Par un mémoire en défense enregistré le 21 avril 2020, la commune de Saint-Vincent-de-Barbeyrargues, représentée par la SCP Margall-d'Albenas, conclut au rejet de la requête et à ce que la somme de 2 500 euros soit mise à la charge des sociétés requérantes au titre de l'article L. 761-1 du code de justice administrative.

Elle soutient que les moyens invoqués par les sociétés requérantes ne sont pas fondés.

Vu les autres pièces du dossier.

Vu :

- le code des relations entre le public et l'administration ;

- le code de l'urbanisme ;

- l'ordonnance n° 2015-1174 du 23 septembre 2015 ;

- le décret n° 2015-1783 du 28 décembre 2015 ;

- le code de justice administrative.

Par une décision du 24 août 2021, la présidente de la cour a désigné M. Portail, président assesseur, pour statuer dans les conditions prévues à l'article R. 222-26 du code de justice administrative.

Les parties ont été régulièrement averties du jour de l'audience.

Ont été entendus au cours de l'audience publique :

- le rapport de M. Mouret,

- les conclusions de M. Roux, rapporteur public,

- les observations de Me Hercé, représentant les sociétés requérantes, et celles de Me d'Audigier, représentant la commune de Saint-Vincent-de-Barbeyrargues.

Considérant ce qui suit :

1. Le conseil municipal de Saint-Vincent-de-Barbeyrargues a, par une délibération du 20 février 2017, approuvé le plan local d'urbanisme de la commune.

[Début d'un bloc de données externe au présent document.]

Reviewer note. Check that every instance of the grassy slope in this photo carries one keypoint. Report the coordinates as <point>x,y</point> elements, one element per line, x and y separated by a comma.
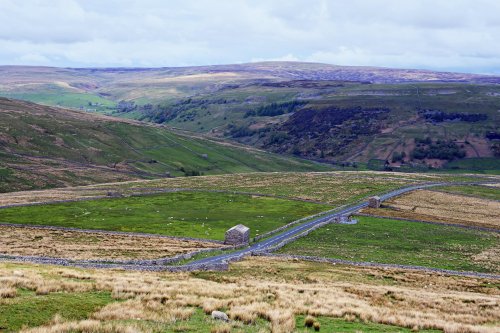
<point>185,214</point>
<point>397,242</point>
<point>241,86</point>
<point>486,192</point>
<point>47,147</point>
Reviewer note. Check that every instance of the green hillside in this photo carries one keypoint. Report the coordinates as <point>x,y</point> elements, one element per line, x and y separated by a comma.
<point>377,117</point>
<point>47,147</point>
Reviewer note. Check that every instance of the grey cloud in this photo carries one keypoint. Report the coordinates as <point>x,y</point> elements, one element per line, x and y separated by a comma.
<point>436,34</point>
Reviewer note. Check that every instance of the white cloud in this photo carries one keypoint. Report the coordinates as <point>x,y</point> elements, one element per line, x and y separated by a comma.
<point>436,34</point>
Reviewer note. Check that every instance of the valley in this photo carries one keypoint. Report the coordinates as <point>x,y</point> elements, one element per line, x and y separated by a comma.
<point>120,189</point>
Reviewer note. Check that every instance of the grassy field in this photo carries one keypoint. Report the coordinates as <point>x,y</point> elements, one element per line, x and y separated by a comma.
<point>183,214</point>
<point>84,245</point>
<point>336,188</point>
<point>259,294</point>
<point>50,147</point>
<point>29,309</point>
<point>400,242</point>
<point>487,192</point>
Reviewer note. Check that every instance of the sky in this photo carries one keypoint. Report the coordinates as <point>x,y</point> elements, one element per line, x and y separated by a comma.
<point>449,35</point>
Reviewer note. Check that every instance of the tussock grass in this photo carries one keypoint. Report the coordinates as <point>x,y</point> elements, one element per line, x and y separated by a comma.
<point>442,207</point>
<point>410,300</point>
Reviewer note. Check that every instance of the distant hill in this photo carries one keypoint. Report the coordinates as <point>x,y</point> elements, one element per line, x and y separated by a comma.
<point>377,116</point>
<point>43,147</point>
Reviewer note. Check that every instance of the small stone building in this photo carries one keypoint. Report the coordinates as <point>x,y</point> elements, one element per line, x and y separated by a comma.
<point>237,235</point>
<point>374,202</point>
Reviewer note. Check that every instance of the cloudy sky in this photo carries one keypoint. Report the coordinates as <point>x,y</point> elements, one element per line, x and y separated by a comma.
<point>457,35</point>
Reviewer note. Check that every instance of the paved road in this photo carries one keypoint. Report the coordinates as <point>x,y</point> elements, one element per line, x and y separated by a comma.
<point>275,240</point>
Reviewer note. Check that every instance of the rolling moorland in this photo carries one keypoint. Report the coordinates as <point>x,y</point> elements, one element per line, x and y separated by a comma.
<point>374,118</point>
<point>44,147</point>
<point>113,225</point>
<point>278,293</point>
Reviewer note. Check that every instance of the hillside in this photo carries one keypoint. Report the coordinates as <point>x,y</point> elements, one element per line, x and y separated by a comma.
<point>43,146</point>
<point>379,117</point>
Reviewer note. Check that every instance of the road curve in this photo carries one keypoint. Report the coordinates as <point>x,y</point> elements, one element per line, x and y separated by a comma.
<point>277,239</point>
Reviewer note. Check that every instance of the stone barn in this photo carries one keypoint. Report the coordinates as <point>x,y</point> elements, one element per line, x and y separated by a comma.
<point>374,202</point>
<point>237,235</point>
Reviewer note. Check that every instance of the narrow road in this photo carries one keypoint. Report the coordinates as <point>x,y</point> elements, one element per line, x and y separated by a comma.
<point>275,240</point>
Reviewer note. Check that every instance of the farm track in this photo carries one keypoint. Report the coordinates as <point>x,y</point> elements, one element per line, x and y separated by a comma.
<point>470,227</point>
<point>265,247</point>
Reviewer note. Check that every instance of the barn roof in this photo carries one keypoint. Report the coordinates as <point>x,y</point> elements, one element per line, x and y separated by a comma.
<point>239,228</point>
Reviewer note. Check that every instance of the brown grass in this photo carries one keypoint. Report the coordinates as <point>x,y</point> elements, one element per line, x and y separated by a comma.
<point>442,207</point>
<point>94,245</point>
<point>284,289</point>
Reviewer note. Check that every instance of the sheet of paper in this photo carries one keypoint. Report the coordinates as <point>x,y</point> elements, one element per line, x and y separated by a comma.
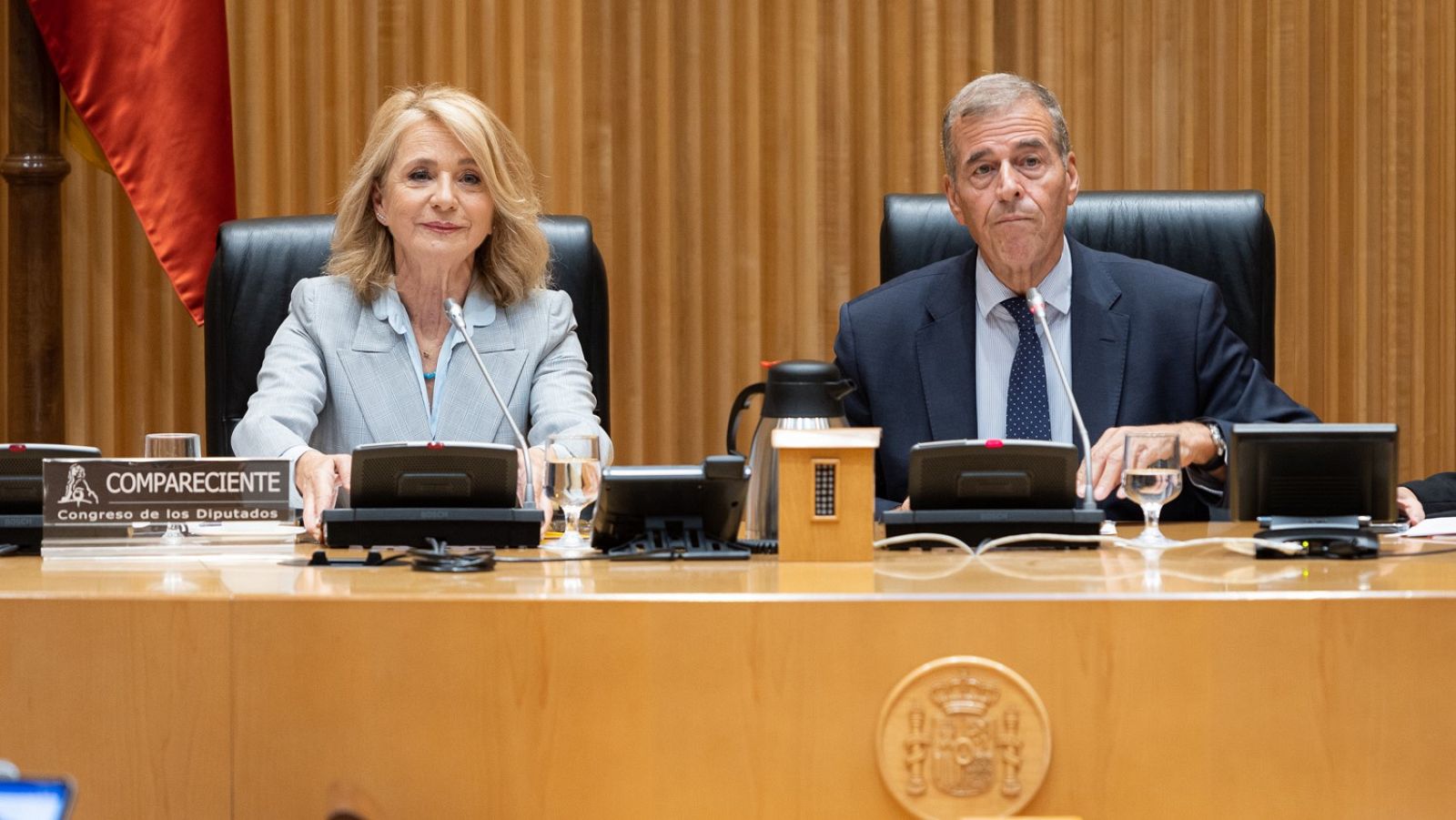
<point>1445,526</point>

Par une décision du 17 juillet 2018, le maire de Saint-Vincent-de-Barbeyrargues a rejeté la demande présentée par les sociétés Sotraloc, Nacmat BTP et Domitiana et tendant à l'abrogation de cette délibération. Ces sociétés relèvent appel du jugement du 7 novembre 2019 en tant que le tribunal administratif de Montpellier n'a fait que partiellement droit à leur demande, en annulant la décision du 17 juillet 2018 " en tant que le règlement de la zone AUh impose la réalisation d'une étude paysagère aux porteurs de projet ". Elles demandent à la cour d'annuler cette décision en totalité.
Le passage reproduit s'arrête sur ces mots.